In March 2005, Wohl pleaded guilty to reckless conduct and discharging contaminants to cause water pollution. He was sentenced to 150 hours of community service, fined $10,000 to be paid to Friends of the Chicago River, an environmental organization, and received 18 months probation. The Dave Matthews Band donated $50,000 to the Chicago Park District and $50,000 to Friends of the Chicago River and paid the State of Illinois a settlement of $200,000. The band agreed to keep a log of when its buses empty their septic tanks.

== Legacy ==
No passenger suffered long-lasting physical health effects from having the waste dumped on them.

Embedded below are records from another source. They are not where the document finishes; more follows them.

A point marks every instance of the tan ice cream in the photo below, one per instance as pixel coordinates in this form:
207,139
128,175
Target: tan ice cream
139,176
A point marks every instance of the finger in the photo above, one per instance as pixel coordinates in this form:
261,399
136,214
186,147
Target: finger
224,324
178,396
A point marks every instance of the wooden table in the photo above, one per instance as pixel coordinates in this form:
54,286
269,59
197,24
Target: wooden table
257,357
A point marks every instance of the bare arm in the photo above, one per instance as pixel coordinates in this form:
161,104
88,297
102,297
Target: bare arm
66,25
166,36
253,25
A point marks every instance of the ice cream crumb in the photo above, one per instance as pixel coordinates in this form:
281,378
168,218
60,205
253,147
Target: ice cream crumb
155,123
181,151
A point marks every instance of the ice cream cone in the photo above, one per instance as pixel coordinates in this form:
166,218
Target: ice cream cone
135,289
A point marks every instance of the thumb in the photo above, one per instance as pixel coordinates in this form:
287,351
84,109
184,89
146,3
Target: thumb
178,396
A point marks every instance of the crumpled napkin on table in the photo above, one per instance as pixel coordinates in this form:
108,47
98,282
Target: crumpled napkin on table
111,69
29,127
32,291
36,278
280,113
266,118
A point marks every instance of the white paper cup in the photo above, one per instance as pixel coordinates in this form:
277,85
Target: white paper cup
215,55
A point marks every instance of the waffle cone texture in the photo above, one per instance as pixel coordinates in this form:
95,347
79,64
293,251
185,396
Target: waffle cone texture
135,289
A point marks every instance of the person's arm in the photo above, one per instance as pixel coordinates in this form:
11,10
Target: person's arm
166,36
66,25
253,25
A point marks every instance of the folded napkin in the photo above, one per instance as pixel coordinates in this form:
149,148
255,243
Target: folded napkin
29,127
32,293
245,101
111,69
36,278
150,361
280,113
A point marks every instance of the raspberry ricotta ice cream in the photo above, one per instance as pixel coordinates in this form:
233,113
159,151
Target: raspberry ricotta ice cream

In a 2009 interview with WTMX, Dave Matthews said that he'd "apologize for [the incident] as long as [he has] to". Satirical website The Onion published an article about the incident in 2018 containing an edited image supposedly depicting it. On August 8, 2023, the Riot Fest Historical Society attached a plaque to the Kinzie Street Bridge commemorating the 19th anniversary of the incident.

On August 7, 2024, in anticipation of the incident's 20th anniversary, many previously unknown passengers and crew from the incident spoke publicly about their experience, including the captain of Chicago's Little Lady, Sonja Lund. Most passengers reported that, though originally disgusted and upset by their experience, they began to find it humorous over time. On August 8, 2024, a documentary film entitled The Crappening was announced with the goal of finding and recording first-hand witness accounts of the event.